Pour couper court aux rumeurs qui enflent à Cotonou, Boni Yayi, selon le confrère béninois « L’Evénement Précis», a donné des instructions afin que des dispositions soient prises pour assurer les préparatifs relatifs à la passation des charges présidentielles et la cérémonie d’investiture de Patrice Talon. « Mieux, cette cérémonie tant attendue ne sera pas organisée sans les représentants du président entrant. Cette décision vient une fois encore rehausser l’image de la démocratie au Bénin », écrit le confrère.

Ceci dit, la visite de Patrice Talon à Lomé suscite beaucoup d’interrogations. Pourquoi le nouveau président béninois a-t-il fait le choix de venir chez Faure Gnassingbé et pas chez le président en exercice de la CEDEAO Macky Sall ou encore les présidents du Ghana John Dramani Mahama, du Nigeria Buhari Muhammadu, du Burkina Faso Roch Marc Kaboré, de la Côte d’Ivoire Alassane Ouattara, etc. ? Des questionnements qui resteront certainement sans réponse.

De tous ces chefs d’Etat et d’autres encore dans la communauté UEMOA qui rassemble huit (08) pays francophones de la sous-région, Faure Gnassingbé est le moins âgé, mais le doyen pour sa longévité au pouvoir. Il est à son « troisième » mandat présidentiel pendant que tous les autres chefs d’Etat ont décidé de limiter les leurs à deux. Le régime ayant fait sauter le verrou de la limitation du mandat présidentiel dans la Constitution togolaise, il est difficile de savoir jusqu’où il peut aller. Seul son pote, le fantasque autocrate gambien,Yahya Jammeh, a fait mieux dans l’espace CEDEAO. Il est à la tête de son pays depuis 20 ans et a annoncé son intention de ne pas s’arrêter en si bon chemin tant que Dieu lui prêtera vie.

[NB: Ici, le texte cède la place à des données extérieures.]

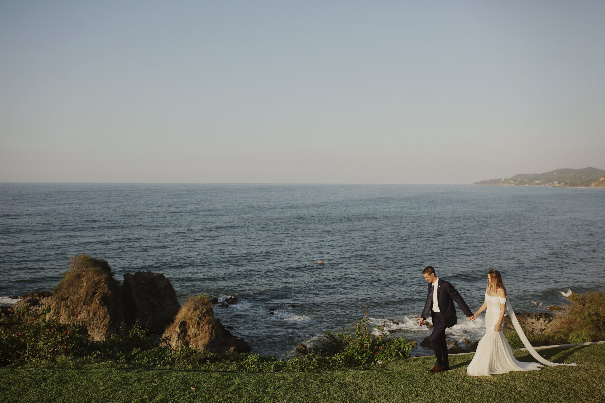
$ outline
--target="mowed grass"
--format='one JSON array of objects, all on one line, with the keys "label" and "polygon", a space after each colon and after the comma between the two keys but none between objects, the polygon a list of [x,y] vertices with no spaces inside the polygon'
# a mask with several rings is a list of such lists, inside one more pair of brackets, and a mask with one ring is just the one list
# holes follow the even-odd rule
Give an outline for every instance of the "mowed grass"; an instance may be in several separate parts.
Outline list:
[{"label": "mowed grass", "polygon": [[[142,369],[64,361],[0,368],[0,401],[12,402],[602,402],[605,344],[539,350],[577,367],[475,378],[473,355],[450,356],[450,371],[431,373],[433,358],[369,370],[250,373]],[[533,361],[524,351],[518,359]],[[191,388],[195,388],[195,390]]]}]

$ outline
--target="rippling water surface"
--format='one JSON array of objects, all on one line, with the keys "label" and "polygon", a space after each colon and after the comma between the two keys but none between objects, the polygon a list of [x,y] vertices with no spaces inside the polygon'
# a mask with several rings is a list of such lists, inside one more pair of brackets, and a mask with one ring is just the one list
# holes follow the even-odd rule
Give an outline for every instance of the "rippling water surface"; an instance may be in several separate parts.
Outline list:
[{"label": "rippling water surface", "polygon": [[[394,335],[422,339],[410,318],[429,265],[473,310],[494,268],[515,311],[605,289],[604,207],[603,189],[0,184],[0,298],[51,289],[86,254],[119,280],[164,273],[182,298],[237,297],[215,315],[263,353],[312,343],[367,305],[376,323],[399,322]],[[458,312],[451,337],[480,337],[482,322]]]}]

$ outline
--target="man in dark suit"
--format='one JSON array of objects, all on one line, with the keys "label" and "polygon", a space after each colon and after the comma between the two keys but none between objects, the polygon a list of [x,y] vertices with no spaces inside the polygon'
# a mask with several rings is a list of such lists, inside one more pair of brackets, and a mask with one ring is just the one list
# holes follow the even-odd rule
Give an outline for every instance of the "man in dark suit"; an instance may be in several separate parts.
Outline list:
[{"label": "man in dark suit", "polygon": [[435,269],[432,266],[427,266],[422,271],[422,276],[428,282],[428,294],[419,324],[422,326],[424,320],[431,315],[433,320],[431,344],[437,357],[435,366],[430,372],[446,371],[450,369],[450,361],[445,344],[445,328],[451,327],[458,323],[454,301],[456,301],[469,320],[473,320],[473,312],[454,286],[435,275]]}]

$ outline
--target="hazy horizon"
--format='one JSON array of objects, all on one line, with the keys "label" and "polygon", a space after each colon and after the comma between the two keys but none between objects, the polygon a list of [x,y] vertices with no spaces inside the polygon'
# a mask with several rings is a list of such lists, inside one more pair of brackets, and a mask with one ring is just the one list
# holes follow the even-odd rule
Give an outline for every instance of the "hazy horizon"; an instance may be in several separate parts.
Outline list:
[{"label": "hazy horizon", "polygon": [[0,182],[605,169],[605,3],[0,4]]}]

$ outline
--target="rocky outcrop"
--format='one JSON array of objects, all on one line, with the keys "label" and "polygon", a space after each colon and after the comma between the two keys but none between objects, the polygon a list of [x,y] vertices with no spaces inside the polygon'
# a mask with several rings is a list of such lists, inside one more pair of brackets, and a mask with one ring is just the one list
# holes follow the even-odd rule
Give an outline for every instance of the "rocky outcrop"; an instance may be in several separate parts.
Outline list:
[{"label": "rocky outcrop", "polygon": [[[548,327],[548,325],[555,318],[552,314],[548,312],[541,312],[538,314],[515,312],[515,316],[517,317],[517,320],[519,321],[519,324],[521,325],[524,332],[534,335],[540,335],[544,333]],[[514,326],[512,326],[512,322],[508,315],[504,317],[503,330],[505,332],[515,330]]]},{"label": "rocky outcrop", "polygon": [[212,352],[246,353],[250,346],[231,334],[214,317],[211,301],[204,295],[189,297],[163,335],[173,348],[186,346]]},{"label": "rocky outcrop", "polygon": [[13,305],[13,310],[24,309],[32,314],[38,314],[44,308],[50,306],[53,301],[53,293],[49,291],[30,292],[19,295],[19,300]]},{"label": "rocky outcrop", "polygon": [[126,273],[120,291],[126,324],[132,326],[138,320],[153,334],[162,334],[181,308],[174,288],[162,273]]},{"label": "rocky outcrop", "polygon": [[61,323],[78,323],[90,339],[106,340],[117,333],[124,318],[122,293],[106,260],[79,255],[55,287],[48,318]]}]

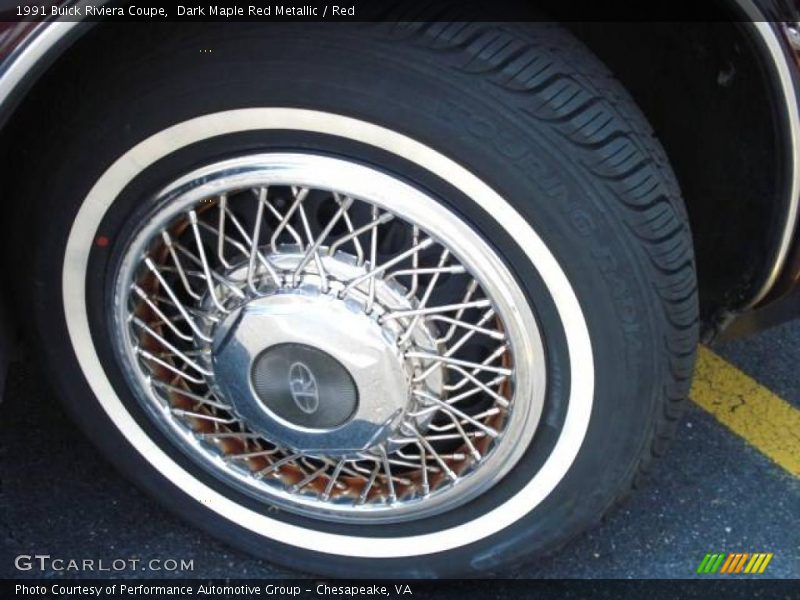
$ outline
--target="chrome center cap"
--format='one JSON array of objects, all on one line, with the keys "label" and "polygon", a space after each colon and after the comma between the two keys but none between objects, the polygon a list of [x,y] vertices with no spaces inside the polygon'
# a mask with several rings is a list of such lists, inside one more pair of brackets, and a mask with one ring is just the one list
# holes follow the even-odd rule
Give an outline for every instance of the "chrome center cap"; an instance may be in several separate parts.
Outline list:
[{"label": "chrome center cap", "polygon": [[234,411],[297,451],[368,450],[409,405],[412,374],[391,332],[332,295],[252,300],[225,318],[212,350],[216,385]]}]

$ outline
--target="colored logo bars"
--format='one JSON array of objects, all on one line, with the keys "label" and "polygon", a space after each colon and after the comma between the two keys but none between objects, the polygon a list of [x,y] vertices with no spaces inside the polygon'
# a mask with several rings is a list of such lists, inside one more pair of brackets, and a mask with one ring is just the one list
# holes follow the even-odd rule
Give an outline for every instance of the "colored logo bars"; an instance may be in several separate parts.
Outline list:
[{"label": "colored logo bars", "polygon": [[706,554],[697,566],[697,572],[707,575],[712,573],[763,573],[772,552],[731,552],[729,554]]}]

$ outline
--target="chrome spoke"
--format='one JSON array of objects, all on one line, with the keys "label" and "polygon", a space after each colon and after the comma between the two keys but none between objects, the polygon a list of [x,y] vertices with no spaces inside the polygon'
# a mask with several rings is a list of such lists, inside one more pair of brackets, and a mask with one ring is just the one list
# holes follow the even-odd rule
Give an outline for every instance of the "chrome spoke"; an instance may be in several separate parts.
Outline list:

Peut-être que c’est à ce titre de doyen des chefs d’Etat, du moins dans la zone UEMOA qu’il a reçu Patrice Talon. «En Afrique, on ne peut pas désigner quelqu’un du doigt en disant qu’il est un ancien chef». Cette phrase qu’aimait répéter l’ancien président ivoirien Félix Houphouët-Boigny explique que l’alternance politique ne soit pas la valeur la mieux partagée dans ces deux pays, la Gambie et le Togo. Quand on a du mal à transmettre le sceptre présidentiel à d’autres, on s’y accroche d’années en décennies.